Of the 109 foreign policy questions Buttigieg was asked in those eight surveys highlighted here, he chose not to answer 36 of them.

Buttigieg does occasionally talk about foreign policy — but not enough

It’s worth noting that Buttigieg has staked out important positions on the campaign trail, such as vowing to withdraw all US troops from Afghanistan in his first year. He’s also openly called out Trump for minimizing the traumatic brain injuries sustained by US troops in last month’s attack by Iran in Iraq.

“Traumatic brain injury is life-threatening, not just at the time but for the rest of your life as well,” Buttigieg told CBS News on January 26. “It makes my blood boil, the president of the United States showing this level of disrespect.” He continues to speak on foreign policy when asked in person, even if on a previous subject, and speaks confidently about many global subjects on the debate stage.

And Doug Wilson, a lead adviser for Buttigieg on foreign policy, pushed back on criticism of the mayor’s reluctance to offer newer answers, saying his candidate had already laid out his global vision in last year’s address.

But other candidates — from Biden to Sanders to Warren to Klobuchar — have also given foreign policy addresses and answered the majority, if not all, of the questions in these surveys.
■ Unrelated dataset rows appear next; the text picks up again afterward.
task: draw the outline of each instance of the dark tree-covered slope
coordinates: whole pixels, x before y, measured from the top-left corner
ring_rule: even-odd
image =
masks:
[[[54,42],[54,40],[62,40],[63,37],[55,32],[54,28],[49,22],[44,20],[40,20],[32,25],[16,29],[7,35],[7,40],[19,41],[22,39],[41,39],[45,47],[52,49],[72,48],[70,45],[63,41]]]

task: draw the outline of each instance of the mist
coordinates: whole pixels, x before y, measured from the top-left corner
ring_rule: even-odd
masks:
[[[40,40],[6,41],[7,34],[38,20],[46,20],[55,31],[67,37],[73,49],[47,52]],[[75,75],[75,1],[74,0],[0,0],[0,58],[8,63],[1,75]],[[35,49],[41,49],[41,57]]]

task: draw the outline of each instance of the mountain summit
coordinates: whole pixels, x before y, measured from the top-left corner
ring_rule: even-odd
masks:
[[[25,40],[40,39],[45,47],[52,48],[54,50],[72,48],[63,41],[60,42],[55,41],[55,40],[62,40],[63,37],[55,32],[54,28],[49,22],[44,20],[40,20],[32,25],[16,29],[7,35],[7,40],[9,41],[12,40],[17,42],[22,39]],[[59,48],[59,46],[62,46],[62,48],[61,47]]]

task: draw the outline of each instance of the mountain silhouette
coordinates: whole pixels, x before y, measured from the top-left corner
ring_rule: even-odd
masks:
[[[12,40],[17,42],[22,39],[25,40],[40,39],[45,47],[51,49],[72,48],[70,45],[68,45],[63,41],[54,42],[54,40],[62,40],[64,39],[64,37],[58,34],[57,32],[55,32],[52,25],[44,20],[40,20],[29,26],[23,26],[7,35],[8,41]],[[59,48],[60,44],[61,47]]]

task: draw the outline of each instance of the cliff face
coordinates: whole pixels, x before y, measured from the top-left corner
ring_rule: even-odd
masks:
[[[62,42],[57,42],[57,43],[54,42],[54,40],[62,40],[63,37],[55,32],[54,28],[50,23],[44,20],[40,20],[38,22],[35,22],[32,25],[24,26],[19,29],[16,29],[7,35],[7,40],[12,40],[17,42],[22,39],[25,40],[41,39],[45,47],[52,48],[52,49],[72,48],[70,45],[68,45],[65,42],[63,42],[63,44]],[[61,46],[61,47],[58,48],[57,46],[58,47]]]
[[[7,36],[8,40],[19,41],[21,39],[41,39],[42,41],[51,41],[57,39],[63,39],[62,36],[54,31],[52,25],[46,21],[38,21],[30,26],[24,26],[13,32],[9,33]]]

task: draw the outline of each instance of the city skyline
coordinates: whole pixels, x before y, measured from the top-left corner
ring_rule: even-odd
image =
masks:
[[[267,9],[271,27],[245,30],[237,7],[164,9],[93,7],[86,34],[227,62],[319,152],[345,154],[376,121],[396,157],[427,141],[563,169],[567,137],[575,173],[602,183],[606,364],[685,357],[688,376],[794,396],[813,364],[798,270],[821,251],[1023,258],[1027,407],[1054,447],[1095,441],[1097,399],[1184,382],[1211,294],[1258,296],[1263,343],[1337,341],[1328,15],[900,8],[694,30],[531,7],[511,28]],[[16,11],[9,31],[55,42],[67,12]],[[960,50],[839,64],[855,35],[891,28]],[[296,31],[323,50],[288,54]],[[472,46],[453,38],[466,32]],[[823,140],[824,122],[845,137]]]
Even in my own reporting, Buttigieg’s team failed to respond to pointed questions about US landmine policy and whether the US should have low-yield nuclear weapons on submarines. These were new questions, not ones he’d answered in previous surveys.

Buttigieg’s decision, then, is a disservice not only to him — since he’s seen as someone who could manage foreign policy well — but also to the voters who deserve to hear from him more on these issues.